GSK says experimental cancer drug shows blockbuster potential in early trials

GlaxoSmithKline’s experimental cancer drug Mo-Rez produced tumor shrinkage rates that caught the market’s attention, but the company is still a long way from proving it can alter treatment for some of the hardest gynecologic cancers.

In the BEHOLD-1 study, GSK said 62% of patients with platinum-resistant ovarian cancer and 67% of patients with recurrent or advanced endometrial cancer saw their tumors shrink by at least 30%. The data were presented in a late-breaking oral session at the Society of Gynecologic Oncology Annual Meeting on Women’s Cancer in San Juan, Puerto Rico.

For GSK, that is enough to call the drug one of its priority assets and to say it has blockbuster potential. In biotech, blockbuster usually means a medicine that can generate more than $1 billion in annual sales. That is a commercial benchmark, not a guarantee of medical success, and Mo-Rez is still only in early testing.

The drug, also known as mocertatug rezetecan and previously referred to as HS-20089 and GSK5733584, is an antibody-drug conjugate that targets B7-H4, a protein GSK says is widely expressed in ovarian and endometrial cancers but low in normal tissue. The company said responses appeared across a range of B7-H4 expression levels, a sign the treatment may not be limited to a narrow biomarker-defined group.

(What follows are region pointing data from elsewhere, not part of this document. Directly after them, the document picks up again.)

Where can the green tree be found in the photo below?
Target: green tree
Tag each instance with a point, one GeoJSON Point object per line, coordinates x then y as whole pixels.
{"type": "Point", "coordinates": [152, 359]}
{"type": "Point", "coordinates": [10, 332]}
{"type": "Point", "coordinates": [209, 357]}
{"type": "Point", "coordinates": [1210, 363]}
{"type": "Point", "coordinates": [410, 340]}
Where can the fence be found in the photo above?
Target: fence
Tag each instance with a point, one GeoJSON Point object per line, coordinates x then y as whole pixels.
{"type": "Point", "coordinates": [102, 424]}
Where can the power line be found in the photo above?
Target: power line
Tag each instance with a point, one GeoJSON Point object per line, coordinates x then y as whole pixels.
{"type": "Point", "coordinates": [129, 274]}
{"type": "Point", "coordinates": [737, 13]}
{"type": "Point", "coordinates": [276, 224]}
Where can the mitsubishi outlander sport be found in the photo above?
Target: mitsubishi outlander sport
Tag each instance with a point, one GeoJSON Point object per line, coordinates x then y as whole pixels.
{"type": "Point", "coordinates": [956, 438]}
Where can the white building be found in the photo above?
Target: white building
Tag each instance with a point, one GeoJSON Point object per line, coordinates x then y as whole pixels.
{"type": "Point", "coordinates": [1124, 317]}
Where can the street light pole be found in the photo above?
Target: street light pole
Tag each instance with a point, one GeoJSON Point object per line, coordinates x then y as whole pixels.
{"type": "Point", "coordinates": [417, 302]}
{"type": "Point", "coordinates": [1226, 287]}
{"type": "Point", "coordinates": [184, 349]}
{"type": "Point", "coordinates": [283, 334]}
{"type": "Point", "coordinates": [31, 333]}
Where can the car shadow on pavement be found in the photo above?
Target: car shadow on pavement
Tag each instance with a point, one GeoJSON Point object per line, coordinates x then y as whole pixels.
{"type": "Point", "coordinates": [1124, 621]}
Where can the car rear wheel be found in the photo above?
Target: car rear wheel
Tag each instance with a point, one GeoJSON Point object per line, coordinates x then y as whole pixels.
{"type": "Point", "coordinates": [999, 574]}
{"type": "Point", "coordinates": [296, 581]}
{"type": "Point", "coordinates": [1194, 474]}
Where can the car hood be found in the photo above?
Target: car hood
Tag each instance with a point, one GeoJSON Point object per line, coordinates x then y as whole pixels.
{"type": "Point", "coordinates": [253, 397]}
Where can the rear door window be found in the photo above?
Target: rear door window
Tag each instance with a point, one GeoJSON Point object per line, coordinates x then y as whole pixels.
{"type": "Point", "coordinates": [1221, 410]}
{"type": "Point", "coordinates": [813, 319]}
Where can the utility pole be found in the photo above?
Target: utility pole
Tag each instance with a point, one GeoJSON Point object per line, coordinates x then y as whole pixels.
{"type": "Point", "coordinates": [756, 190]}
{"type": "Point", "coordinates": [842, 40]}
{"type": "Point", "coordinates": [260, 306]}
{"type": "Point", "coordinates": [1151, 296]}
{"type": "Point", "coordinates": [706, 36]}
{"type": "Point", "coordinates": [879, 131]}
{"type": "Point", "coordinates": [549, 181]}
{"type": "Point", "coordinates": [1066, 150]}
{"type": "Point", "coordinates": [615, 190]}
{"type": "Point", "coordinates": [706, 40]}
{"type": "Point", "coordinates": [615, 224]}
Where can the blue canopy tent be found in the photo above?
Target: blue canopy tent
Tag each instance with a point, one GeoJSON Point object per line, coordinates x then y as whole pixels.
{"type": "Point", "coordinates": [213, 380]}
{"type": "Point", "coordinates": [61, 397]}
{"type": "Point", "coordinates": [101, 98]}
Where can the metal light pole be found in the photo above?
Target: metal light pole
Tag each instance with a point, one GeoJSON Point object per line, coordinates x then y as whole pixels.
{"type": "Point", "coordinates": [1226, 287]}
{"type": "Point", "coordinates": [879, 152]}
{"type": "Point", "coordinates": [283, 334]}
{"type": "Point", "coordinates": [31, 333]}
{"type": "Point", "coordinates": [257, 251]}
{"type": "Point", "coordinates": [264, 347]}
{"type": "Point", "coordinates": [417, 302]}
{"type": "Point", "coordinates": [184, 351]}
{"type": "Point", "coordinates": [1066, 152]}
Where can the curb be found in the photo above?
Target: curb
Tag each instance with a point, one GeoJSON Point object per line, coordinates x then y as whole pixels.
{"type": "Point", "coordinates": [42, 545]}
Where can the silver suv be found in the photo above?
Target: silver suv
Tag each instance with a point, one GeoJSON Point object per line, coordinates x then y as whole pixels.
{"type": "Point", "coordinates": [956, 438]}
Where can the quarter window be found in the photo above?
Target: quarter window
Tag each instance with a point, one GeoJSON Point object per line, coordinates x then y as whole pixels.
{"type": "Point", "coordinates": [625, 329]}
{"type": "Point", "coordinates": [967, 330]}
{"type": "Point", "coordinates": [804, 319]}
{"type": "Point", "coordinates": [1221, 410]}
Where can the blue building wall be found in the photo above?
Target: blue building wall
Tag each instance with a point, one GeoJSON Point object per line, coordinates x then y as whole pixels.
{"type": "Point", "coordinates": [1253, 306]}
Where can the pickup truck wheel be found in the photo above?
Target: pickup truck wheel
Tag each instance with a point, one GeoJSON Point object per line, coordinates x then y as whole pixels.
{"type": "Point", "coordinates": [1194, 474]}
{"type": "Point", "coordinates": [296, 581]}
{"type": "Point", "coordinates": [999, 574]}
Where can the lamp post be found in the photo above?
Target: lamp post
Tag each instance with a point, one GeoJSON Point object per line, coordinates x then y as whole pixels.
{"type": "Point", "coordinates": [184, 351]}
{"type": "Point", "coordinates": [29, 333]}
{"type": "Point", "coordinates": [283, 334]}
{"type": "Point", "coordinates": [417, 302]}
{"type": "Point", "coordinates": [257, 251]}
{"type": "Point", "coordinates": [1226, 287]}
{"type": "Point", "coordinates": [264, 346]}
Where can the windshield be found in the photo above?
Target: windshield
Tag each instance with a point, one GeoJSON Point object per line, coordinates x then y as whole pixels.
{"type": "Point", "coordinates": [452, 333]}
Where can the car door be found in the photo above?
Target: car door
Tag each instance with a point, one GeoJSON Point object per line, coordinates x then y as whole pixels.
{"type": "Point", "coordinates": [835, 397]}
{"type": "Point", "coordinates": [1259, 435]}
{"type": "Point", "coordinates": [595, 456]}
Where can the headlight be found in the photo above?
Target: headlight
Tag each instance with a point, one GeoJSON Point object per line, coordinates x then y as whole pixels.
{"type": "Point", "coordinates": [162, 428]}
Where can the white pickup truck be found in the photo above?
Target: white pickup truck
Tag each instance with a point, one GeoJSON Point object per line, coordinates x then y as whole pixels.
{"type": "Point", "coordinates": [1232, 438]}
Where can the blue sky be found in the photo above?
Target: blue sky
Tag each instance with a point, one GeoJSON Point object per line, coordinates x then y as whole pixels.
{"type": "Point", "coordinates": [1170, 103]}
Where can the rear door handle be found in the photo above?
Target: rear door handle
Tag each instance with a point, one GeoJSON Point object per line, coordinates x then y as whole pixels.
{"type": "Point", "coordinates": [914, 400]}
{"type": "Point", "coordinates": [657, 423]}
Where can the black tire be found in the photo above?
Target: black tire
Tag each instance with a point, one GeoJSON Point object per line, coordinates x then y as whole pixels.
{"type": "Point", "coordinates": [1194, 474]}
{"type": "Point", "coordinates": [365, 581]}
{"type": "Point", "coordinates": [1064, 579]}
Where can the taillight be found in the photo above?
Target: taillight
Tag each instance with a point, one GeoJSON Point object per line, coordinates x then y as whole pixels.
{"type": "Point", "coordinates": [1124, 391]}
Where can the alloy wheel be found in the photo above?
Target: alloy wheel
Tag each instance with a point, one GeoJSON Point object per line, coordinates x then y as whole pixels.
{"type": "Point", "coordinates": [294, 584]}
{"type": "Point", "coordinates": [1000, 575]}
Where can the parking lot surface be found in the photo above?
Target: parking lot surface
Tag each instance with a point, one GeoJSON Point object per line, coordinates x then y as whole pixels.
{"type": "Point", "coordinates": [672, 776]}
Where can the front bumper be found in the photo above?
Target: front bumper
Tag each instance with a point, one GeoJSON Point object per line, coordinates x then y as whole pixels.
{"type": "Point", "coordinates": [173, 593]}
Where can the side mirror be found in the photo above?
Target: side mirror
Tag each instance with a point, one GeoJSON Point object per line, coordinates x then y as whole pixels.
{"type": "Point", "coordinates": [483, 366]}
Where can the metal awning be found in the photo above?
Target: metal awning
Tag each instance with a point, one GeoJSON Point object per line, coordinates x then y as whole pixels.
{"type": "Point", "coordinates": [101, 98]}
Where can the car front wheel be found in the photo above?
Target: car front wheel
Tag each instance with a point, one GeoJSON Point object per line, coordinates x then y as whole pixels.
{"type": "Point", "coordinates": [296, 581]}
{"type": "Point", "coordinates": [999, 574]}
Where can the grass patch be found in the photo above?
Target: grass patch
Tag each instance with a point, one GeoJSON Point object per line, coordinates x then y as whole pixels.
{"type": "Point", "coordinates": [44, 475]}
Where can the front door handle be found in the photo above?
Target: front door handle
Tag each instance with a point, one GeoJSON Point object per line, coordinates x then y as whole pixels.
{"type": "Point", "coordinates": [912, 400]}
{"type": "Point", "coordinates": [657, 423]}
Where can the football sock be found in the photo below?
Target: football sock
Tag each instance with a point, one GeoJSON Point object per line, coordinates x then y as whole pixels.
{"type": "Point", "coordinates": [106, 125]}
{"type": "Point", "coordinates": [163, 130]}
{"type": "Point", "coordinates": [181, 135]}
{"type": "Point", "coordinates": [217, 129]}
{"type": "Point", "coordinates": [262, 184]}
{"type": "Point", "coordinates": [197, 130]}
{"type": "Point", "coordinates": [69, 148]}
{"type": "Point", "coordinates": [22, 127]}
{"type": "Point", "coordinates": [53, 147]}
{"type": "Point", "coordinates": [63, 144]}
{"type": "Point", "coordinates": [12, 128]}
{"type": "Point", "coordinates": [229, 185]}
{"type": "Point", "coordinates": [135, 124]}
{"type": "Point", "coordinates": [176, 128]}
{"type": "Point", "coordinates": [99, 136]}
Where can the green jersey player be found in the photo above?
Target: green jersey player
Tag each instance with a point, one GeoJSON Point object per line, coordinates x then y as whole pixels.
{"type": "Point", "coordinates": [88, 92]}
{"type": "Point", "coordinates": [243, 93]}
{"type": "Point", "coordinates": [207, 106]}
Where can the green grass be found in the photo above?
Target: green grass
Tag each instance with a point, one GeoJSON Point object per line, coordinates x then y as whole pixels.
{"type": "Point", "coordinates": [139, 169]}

Hesham Abdullah, who leads oncology research at GSK, has pointed to the company’s accelerated pace in cancer development under chief executive Luke Miels. GSK named Miels as CEO designate on September 29, 2025, and he took full chief executive responsibilities and joined the board on January 1, 2026.

The promise comes against a tough backdrop. GSK says treatment options remain limited for platinum-resistant ovarian cancer and advanced endometrial cancer, two settings where new therapies have struggled to deliver durable benefit. Company and congress materials also said nausea was the most common treatment-related adverse event in BEHOLD-1, underscoring that safety will matter as much as response rates in later studies.

GSK is already running two late-stage trials and said it plans to launch five pivotal global phase III trials in 2026, including BEHOLD-Ovarian02, BEHOLD-Ovarian03 and BEHOLD-Endometrial02. Those studies will have to show not just that tumors shrink, but that patients live longer, stay stable longer and tolerate treatment well enough for it to matter in routine practice.

The company licensed the drug from Hansoh Pharma in October 2023, taking exclusive worldwide rights outside mainland China, Hong Kong, Macau and Taiwan. That deal gives GSK a shot at building a larger oncology franchise around B7-H4, but the distance from early response data to standard care remains substantial.